Kitchen Help in Laveen, AZ
By Sharon Durham April 23, 2007
Every kitchen has at some time or another been home to a sponge, that oh-so-versatile cleaning tool. It wipes up messes on countertops and absorbs liquid droplets quickly. Best of all, it's reusable.
However, that handy kitchen sponge can harbor more than moisture—things like foodborne pathogens, yeasts and molds. So Agricultural Research Service (ARS) scientists in Beltsville, Md., have tested several methods for reducing risks from harmful microbes hiding in reused sponges.
At the ARS Food Technology and Safety Laboratory in Beltsville, microbiologists Manan Sharma and Cheryl Mudd and two student interns did the testing. First, they soaked sponges at room temperature for 48 hours in a solution made from ground beef and lab growth medium to attain a high level of microbes (20 million per sponge) to simulate a very dirty sponge.

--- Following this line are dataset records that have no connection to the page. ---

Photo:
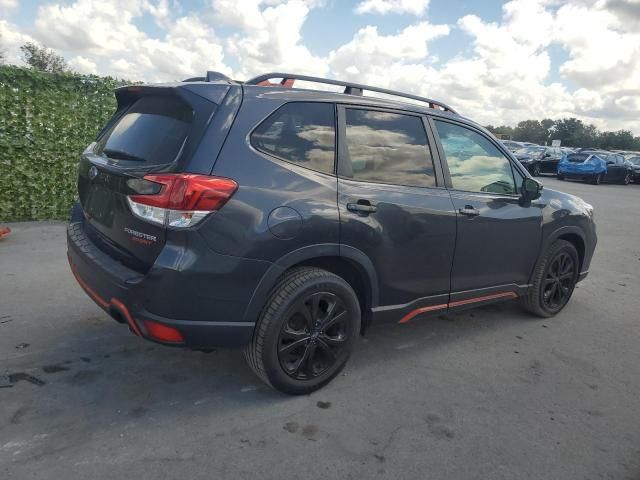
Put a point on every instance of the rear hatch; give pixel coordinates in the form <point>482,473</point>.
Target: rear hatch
<point>154,130</point>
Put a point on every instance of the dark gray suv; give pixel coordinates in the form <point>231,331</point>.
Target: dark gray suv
<point>286,221</point>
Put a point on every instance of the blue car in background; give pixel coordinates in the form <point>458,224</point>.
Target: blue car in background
<point>596,167</point>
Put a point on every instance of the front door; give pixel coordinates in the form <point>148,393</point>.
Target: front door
<point>498,240</point>
<point>394,208</point>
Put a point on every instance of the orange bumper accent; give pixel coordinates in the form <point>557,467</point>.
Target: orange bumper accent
<point>114,303</point>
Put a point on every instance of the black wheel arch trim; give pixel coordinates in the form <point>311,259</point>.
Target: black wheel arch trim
<point>310,252</point>
<point>556,234</point>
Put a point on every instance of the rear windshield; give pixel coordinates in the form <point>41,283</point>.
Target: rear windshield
<point>578,157</point>
<point>151,132</point>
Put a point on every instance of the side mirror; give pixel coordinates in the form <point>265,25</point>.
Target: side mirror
<point>531,190</point>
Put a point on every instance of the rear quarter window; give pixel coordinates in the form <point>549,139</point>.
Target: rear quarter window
<point>303,133</point>
<point>152,131</point>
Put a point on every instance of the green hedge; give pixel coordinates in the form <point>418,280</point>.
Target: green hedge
<point>46,121</point>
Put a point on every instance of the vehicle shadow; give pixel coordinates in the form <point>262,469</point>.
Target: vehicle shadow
<point>116,369</point>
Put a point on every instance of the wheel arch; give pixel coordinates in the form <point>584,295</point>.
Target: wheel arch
<point>347,262</point>
<point>571,234</point>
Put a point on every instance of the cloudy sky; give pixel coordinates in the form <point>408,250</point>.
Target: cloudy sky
<point>496,62</point>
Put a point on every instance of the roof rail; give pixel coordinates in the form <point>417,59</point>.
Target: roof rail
<point>350,87</point>
<point>210,77</point>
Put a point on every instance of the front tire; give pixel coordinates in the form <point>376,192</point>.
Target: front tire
<point>306,331</point>
<point>554,280</point>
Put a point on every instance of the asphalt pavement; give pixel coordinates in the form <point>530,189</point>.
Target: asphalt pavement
<point>491,393</point>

Then, they treated each sponge in one of five ways: soaked for three minutes in a 10 percent chlorine bleach solution, soaked in lemon juice or deionized water for one minute, heated in a microwave for one minute, placed in a dishwasher operating with a drying cycle—or left untreated.
The scientists chose these methods because they're commonly used in most household kitchens. They found that between 37 and 87 percent of bacteria were killed on sponges soaked in the 10 percent bleach solution, lemon juice or deionized water—and those left untreated. That still left enough bacteria to potentially cause disease.

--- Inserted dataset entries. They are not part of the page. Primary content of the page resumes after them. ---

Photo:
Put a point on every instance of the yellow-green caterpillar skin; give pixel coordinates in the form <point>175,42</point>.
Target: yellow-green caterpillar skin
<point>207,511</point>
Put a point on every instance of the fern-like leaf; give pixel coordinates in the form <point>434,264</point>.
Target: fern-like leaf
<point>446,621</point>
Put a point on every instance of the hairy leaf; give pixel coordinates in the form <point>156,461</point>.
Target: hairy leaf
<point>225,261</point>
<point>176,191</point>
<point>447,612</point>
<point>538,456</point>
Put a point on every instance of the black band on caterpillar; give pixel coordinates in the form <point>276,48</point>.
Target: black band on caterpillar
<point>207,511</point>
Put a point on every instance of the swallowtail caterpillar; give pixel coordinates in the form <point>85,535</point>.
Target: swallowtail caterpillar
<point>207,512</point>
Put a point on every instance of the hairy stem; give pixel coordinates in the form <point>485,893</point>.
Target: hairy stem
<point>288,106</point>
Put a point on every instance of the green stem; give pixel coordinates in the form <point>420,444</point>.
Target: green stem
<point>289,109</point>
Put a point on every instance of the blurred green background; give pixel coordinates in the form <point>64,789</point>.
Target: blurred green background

Microwaving sponges killed 99.99999 percent of bacteria present on them, while dishwashing killed 99.9998 percent of bacteria.
As for yeasts and molds, the sponges treated in the microwave oven or dishwasher were found to harbor less than 1 percent (0.00001 percent). Between 6.7 and 63 percent of yeasts and molds survived on sponges soaked in bleach, lemon juice, deionized water or left untreated.
Thus microwave heating and dishwashing with a drying cycle proved to be the most effective methods for inactivating bacteria, yeasts and molds on sponges. These simple and convenient treatments can help ensure that contaminated sponges don't spread foodborne pathogens around household kitchens of today's busy families.
ARS is the principal scientific research agency of the U.S. Department of Agriculture.